The issue on surgical mesh risks dates back as early as 2008 when the FDA issued a warning following a considerable number of reports regarding injuries associated with the use of surgical mesh products. These surgical mesh products are used to treat pelvic organ prolapse POP, “a condition that results when the normal supporting structures of the vagina deteriorate.”The loss of support in the structure of the vagina can cause any or all of the following structures to prolapse or drop out from its position: urethra, bladder, bowel, cervix,vaginal vault and uterus. It is also used to treat stress urinary incontinence (SUI), an involuntary leakage of urine during moments of physical activity, such as coughing, sneezing, laughing or exercise.
The FDA stated that it had received more than 1,000 complaints about surgical mesh products in three years ending 2007.The FDA updated the warning and stated that between January 1, 2008 and December 31, 2010 it had received 2,872 additional reports of complications related to surgical mesh products. This led to the issuance of a warning to healthcare providers and patients notifying them that the serious complications related to the use of vaginal mesh products for transvaginal treatment of pelvic organ prolapse reaches new heights. The increasing number of reports also prompted the FDA to look closely into the risks reported and to determine the truth of the matter.
The issue that needs to be resolved by the FDA is that, whether or not surgical mesh products used to treat pelvic organ prolapse, POP and stress urinary incontinence,SUI can do more harm than good. In other words, Does the benefit of such use outweigh the risks it involves?
The US Food and Drug Administration, FDA said in a communication dated July 13, 2011.
“It is not clear that transvaginal POP repair with mesh is more effective than traditional non-mesh repair in all patients with POP and it may expose patients to greater risk.”
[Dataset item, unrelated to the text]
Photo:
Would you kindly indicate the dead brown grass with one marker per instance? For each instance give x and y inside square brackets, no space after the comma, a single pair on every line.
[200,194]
Thus, on September 8 and 9, 2011, the Obstetrics-Gynecology Devices Panel of the Medical Device Advisory Committee convened and discussed about the safety and effectiveness of transvaginal surgical mesh used for the treatment of pelvic organ prolapse. The panel discussed among others the risks and benefits of these devices in view of the many reported adverse effects such as vaginal erosion causing pelvic pain and dyspareunia or pain during sexual intercourse. The committee also looked into the data providing information on the clinical health benefits of surgical mesh. The committee was also asked to present input on the pre-market and post-market performance of the product during the deliberation.
In its recent update issued January 4, 2012 the FDA said that the use of transvaginal mesh used to treat Pelvic organ Prolapse, POP or Stress Urinary Incontinence, SUI shall be reclassified from Class II to Class III (General Controls and Pre-market Approvals) which means that the device has been reclassified as high-risk and requires pre-market approval application. The FDA also stressed that it will continue to assess the safety and effectiveness of surgical mesh devices through further studies. The FDA pursuant to these findings issued an order on January 3, 2012 requiring makers of implantable surgical mesh device used to treat Stress Urinary Incontinence in women to conduct an in depth study on the possible risks involved. It is a result of a recommendation made in September 2011 by an FDA Advisory panel finding these manufacturers of surgical mesh products requiring the need for further studies.